Side Story 3



Kediaman Zhuangyuan yang kosong selama tiga tahun telah direnovasi dan kembali ramai dengan aktivitas.


Banyak bunga dan pohon baru telah ditambahkan, semua berkat usaha Nyonya Zeng. Rumah utama telah diperbarui dengan tirai jendela baru, tirai tempat tidur baru, dan selimut yang disulam oleh Nyonya Zeng sendiri, yang menggambarkan seratus anak. Sejak menikah dengan Wei Zhuo, dia telah tinggal di kediaman Komandan, jarang berkunjung ke sana. Dia telah membersihkan rumah utama untuk tempat tinggal baru Lu Chang dan Ming Shu.


“Gantunglah sedikit lebih tinggi, lebih ke kiri. Ya, di sana…” Zeng shi mengarahkan tirai merah yang digantung di aula utama. Seorang pelayan muda bergegas datang sambil membawa lilin merah, bertanya, “Nyonya, di mana kita harus menaruh ini?”


Saat dia berbalik untuk memberi instruksi kepada pelayannya, seorang pelayan mendekat untuk melaporkan bahwa lentera yang baru dibeli telah tiba…


Dalam waktu istirahat minum teh yang singkat, para pelayan telah meminta bimbingannya dalam empat atau lima hal. Wei Zhuo, yang melihat wanita itu berlarian, merasa khawatir: "Kamu dapat mendelegasikan beberapa tugas. Kamu tidak perlu menangani semuanya sendiri."


“Tidak, ini berbeda. Aku akan menyambut seorang menantu perempuan dan menikahkan seorang anak perempuan,” jawab Zeng shi, mempersilakan lelaki itu membantunya duduk untuk beristirahat sejenak, wajahnya berseri-seri karena gembira. novelterjemahan14.blogspot.com


Berbeda dengan ibu mertua lainnya, Ming Shu adalah menantu sekaligus anak baginya.

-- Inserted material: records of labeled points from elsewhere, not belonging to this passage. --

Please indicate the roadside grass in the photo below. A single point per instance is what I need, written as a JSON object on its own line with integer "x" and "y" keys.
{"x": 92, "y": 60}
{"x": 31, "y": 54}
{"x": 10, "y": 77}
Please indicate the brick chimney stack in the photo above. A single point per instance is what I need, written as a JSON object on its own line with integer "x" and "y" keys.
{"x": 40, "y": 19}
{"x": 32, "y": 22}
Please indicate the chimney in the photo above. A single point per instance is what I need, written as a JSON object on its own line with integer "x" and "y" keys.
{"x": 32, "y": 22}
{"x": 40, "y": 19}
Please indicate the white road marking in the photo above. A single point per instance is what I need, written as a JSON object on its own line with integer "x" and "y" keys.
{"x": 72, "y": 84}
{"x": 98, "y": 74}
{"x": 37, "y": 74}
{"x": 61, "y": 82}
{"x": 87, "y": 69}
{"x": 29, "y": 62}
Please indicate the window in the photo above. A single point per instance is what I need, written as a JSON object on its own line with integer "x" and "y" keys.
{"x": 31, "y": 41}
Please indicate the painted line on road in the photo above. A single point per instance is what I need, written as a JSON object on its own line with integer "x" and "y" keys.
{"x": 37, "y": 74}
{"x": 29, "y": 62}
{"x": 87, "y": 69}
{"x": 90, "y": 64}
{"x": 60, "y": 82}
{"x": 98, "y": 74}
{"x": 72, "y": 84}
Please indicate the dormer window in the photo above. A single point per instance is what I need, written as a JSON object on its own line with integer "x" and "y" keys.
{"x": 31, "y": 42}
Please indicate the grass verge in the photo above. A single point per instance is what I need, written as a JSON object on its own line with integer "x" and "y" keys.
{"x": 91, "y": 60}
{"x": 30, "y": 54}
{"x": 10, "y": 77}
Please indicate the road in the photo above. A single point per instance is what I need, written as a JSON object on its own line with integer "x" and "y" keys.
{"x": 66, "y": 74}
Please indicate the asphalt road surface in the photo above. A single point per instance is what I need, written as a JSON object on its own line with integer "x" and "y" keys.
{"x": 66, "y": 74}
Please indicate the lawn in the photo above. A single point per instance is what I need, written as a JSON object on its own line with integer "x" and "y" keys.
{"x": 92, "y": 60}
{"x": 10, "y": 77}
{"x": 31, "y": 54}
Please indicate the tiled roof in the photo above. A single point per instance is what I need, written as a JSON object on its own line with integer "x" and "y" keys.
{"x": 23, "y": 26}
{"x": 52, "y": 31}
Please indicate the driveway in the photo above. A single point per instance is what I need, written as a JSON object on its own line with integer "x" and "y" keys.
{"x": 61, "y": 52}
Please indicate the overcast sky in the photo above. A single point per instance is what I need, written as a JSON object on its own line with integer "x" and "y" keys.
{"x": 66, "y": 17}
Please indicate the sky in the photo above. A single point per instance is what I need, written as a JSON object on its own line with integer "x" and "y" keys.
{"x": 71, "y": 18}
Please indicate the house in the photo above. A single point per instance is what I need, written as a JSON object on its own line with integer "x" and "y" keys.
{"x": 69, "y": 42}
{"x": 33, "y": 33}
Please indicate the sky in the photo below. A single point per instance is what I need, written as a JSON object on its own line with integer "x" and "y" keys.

Setelah semua upaya untuk mempertemukannya dengan Lu Chang, dia tentu saja sangat gembira sebagai seorang ibu.


Ini adalah peristiwa sekali seumur hidup; kelelahan apa pun sepadan hasilnya.


“Kamu tidak segembira ini bahkan di pesta pernikahan kita,” goda Wei Zhuo sambil meremas tangannya.


“Itu berbeda,” Zeng shi tersipu.


“Bagaimana bisa? Bukankah pernikahan hanyalah pernikahan? Favoritismemu menyakitiku,” Wei Zhuo, mengabaikan sikap tegasnya sebagai Komandan Pengawal Kekaisaran, dengan bercanda mengeluh di telinganya saat tidak ada seorang pun di sekitar.


Wajah Zeng shi semakin memerah saat dia mendorongnya pelan. “Bersikaplah sesuai usiamu! Bersikaplah serius.”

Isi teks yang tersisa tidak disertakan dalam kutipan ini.